Sarkozy, who was at the seaside home of his pregnant pop star wife Carla Bruni, and other European leaders had come under fire for staying on their summer holidays as turmoil engulfed the financial markets.
But the right-wing president has now returned to Paris to meet Wednesday with his prime minister -- who has broken off a holiday in Italy -- and finance and budget ministers as well as the French central bank chief, his office said.
Sarkozy's return came as the debt crisis eased somewhat after the European Central Bank began buying Spanish and Italian bonds but investor jitters continue on fears the US and eurozone debt crises will spark a new recession.

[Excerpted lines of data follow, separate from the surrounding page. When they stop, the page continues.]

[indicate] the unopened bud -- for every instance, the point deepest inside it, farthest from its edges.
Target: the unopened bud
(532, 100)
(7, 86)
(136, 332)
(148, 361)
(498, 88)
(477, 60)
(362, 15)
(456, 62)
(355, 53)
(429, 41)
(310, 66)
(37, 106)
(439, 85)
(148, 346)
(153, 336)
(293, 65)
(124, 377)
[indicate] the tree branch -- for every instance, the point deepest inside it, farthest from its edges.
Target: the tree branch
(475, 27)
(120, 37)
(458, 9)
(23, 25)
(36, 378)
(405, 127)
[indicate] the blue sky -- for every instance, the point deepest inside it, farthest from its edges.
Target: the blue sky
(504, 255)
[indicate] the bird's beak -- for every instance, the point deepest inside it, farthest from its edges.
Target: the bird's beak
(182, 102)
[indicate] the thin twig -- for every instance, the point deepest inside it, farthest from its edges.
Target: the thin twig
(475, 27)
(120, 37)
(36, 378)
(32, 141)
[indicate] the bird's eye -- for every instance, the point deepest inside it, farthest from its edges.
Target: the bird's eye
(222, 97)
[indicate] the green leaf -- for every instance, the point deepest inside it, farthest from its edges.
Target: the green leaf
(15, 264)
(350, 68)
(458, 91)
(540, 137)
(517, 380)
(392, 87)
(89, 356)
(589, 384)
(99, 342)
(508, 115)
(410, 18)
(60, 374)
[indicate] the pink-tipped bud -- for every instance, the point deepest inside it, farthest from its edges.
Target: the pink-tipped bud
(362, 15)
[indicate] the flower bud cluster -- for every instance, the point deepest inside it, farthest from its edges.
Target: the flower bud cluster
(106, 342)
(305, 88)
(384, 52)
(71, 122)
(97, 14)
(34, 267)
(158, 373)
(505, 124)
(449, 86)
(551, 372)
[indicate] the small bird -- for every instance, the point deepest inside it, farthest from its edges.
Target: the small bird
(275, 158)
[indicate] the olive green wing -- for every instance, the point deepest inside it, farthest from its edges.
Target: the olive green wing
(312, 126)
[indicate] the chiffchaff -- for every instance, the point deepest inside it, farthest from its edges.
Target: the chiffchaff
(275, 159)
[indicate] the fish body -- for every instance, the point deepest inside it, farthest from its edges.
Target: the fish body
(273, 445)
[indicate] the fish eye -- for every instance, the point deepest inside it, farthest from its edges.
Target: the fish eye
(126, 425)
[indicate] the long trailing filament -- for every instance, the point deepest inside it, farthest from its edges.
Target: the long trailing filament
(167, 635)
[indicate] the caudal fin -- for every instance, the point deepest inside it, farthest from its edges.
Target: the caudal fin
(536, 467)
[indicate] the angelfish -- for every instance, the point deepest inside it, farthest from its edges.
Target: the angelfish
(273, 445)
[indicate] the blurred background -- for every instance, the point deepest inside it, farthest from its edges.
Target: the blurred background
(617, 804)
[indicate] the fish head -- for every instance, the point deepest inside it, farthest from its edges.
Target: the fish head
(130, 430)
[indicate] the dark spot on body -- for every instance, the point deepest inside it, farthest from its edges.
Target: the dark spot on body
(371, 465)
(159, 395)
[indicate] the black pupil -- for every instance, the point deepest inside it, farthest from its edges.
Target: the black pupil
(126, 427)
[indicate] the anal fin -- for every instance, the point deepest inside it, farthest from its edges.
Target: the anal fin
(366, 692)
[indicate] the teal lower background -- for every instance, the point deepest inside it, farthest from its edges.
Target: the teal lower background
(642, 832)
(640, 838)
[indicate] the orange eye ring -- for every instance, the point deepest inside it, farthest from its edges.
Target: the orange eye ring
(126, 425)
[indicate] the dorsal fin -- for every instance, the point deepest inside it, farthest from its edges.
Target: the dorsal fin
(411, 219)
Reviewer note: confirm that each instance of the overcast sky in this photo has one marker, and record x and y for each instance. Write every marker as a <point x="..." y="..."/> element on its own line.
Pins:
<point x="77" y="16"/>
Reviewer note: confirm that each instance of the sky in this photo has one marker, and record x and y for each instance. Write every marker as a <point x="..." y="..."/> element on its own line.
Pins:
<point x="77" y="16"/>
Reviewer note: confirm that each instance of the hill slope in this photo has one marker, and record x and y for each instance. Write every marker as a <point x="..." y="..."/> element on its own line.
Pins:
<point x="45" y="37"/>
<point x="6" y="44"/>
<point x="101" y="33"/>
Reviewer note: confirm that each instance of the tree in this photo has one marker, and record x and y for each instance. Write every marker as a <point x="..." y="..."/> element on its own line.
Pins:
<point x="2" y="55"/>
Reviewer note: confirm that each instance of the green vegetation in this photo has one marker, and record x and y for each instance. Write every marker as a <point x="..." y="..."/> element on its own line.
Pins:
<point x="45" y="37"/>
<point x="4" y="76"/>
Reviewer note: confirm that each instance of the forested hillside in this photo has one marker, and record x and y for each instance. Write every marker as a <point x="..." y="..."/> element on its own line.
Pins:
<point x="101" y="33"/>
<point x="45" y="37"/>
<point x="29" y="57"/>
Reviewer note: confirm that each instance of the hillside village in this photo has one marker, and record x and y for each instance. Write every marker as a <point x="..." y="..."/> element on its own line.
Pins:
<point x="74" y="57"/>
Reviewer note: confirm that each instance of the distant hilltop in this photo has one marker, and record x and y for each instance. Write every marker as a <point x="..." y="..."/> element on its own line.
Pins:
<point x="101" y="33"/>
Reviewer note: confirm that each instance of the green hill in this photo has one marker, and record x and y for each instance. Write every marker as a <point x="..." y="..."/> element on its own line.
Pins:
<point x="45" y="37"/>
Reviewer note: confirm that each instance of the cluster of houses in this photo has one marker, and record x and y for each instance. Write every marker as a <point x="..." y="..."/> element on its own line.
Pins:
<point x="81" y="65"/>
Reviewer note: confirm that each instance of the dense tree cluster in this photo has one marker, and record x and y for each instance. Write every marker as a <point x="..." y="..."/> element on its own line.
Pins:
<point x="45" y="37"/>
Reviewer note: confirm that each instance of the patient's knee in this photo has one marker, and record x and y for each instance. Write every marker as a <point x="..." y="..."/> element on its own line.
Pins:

European stocks rallied in opening deals on Wednesday, driven by sharp gains in Asia and on Wall Street overnight after the US Federal Reserve said it would hold near-zero interest rates for two years.
But the eurozone debt crisis continues, fuelled by fears that Spain or Italy might default on their debt and possibly spark a break-up of the currency shared by 17 countries.
EU leaders are trying to implement a July 21 agreement aimed at beefing up the euro's defences. But many of the measures need national parliamentary approval and that process that could drag on to the end of the year in some cases.
The debt crisis has turned public deficits into a major issue in the run-up to next year's presidential election in France, which has not produced a balanced budget in three decades.
France is often cited as as a possible candidate for losing the coveted top credit rating after the United States, which Standard & Poor's last week stripped of its its AAA status.
But the government has been insisting that it will meet its deficit reduction targets, even if interest payments on France's public debt are set to be the biggest expense for the state this year.
Sarkozy is also attempting to write a deficit-balancing "golden rule" into the constitution that would make balanced budgets obligatory for future French governments but the opposition Socialists are blocking the move.
The French deficit currently stands at 5.7 percent of gross domestic product and the government has vowed to reduce it to 4.6 percent of GDP next year and to 3.0 percent, the EU limit, in 2013.
But the International Monetary Fund said last month that France would probably need extra action to cut its public deficit in 2012 and 2013 as falling growth threatened to complicate economic recovery.
It said that without further efforts France was set for a public deficit of 3.8 percent in 2013, still above both the EU limit and the government's forecast.
The French central bank this week forecast that France would grow by only 0.2 percent in the third quarter.